Pausing for a moment, I ponder on his words, swishing them around in my brain before nodding. Accepting his offer. He walks me into the walk-in shower then spins me around so my back is now facing him and I can feel his body heat radiating through my skin. A protector who will always have my back.

Gently, I feel his fingers gather my hair before laying it over my shoulder, then he moves down my back to where the gown is tied in a loose knot, carefully he pulls at the strings until I feel the cold air skate across my back, leaving goosebumps in its wake.

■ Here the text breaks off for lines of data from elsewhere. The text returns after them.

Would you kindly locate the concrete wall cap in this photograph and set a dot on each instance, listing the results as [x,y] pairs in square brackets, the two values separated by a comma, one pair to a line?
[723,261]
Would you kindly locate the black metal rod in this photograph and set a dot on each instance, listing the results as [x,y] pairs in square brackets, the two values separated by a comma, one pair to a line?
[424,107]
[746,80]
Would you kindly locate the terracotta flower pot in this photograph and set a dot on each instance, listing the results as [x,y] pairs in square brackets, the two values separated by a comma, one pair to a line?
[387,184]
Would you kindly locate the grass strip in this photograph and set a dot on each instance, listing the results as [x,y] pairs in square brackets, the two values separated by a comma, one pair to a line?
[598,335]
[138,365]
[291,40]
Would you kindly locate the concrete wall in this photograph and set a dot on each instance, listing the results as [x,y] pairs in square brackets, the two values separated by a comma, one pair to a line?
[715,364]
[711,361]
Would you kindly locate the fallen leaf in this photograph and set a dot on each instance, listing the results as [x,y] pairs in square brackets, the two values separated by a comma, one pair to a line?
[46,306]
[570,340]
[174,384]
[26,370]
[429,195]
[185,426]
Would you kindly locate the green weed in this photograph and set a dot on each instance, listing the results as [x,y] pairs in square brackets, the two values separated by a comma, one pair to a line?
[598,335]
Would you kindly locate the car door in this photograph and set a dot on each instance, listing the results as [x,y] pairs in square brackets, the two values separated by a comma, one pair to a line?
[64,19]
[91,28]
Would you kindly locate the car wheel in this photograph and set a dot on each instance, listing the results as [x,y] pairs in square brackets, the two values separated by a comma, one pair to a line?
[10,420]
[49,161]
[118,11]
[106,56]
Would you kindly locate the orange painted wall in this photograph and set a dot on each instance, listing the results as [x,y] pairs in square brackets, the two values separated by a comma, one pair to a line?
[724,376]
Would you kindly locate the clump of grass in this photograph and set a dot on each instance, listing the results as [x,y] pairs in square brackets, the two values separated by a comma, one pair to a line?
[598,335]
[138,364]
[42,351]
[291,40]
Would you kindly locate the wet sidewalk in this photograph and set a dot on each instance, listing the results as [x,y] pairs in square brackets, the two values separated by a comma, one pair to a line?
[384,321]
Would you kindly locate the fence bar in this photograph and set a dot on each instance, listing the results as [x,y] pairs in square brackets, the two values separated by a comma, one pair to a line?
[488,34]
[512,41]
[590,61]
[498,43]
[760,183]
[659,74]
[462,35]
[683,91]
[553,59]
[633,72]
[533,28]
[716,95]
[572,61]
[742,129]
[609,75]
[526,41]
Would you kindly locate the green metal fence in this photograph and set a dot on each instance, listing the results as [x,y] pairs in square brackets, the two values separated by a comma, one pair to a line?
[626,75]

His strong fingers graze down my spine before pushing the gown open, letting it fall to the floor and I stand there. Exposed. Bare, naked for him. Immediately I wrap my arms around myself, covering what I can, feeling nothing but shame at what I look like now.

Dean presses his chest to my back then lays his hands on my arms before placing a small kiss on my shoulder. I jump at the contact but he quickly soothes my worries.

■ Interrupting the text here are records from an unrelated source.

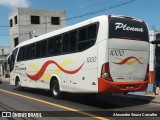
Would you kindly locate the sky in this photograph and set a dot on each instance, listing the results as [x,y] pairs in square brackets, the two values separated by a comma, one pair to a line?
[79,10]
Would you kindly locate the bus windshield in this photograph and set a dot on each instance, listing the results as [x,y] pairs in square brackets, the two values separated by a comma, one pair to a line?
[128,28]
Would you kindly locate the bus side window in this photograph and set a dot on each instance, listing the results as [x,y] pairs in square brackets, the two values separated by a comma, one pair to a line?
[66,46]
[32,51]
[92,30]
[44,48]
[87,37]
[28,52]
[21,54]
[50,46]
[73,41]
[82,34]
[58,44]
[38,49]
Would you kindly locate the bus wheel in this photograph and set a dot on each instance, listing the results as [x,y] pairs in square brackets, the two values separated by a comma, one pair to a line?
[56,93]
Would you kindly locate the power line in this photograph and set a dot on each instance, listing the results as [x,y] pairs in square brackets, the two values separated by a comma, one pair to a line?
[124,2]
[104,9]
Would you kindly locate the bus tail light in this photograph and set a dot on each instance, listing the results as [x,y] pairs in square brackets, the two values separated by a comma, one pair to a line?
[105,72]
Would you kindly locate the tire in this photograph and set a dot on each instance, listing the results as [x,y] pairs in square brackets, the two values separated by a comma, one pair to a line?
[56,93]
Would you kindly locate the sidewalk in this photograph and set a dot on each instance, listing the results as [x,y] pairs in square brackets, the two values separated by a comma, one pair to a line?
[142,96]
[148,97]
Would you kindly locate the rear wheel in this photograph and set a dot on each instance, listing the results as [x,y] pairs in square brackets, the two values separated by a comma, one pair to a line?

“It’s me mama, it’ll always be me.”

It will always be him, I remind myself and let him run his hands up and down my arms. My eyelids instantly close at the tender touch and I tilt my head back, letting it fall onto his chest and for the first time, I allow my body to relax instead of being stuck in a constant state of fight or flight.

“You’re safe with me.” He tells me. “You’re my home, and I’m yours.”

It’s true. This man is my home. The four walls that will do everything to keep me safe and warm.

Lifting my head from his chest, I turn to face him. His hands quickly find my face like they were always meant to be there and he drags his thumb across my bottom lip which causes my body to shudder from the pleasant feeling and I drop my arms, baring myself to him.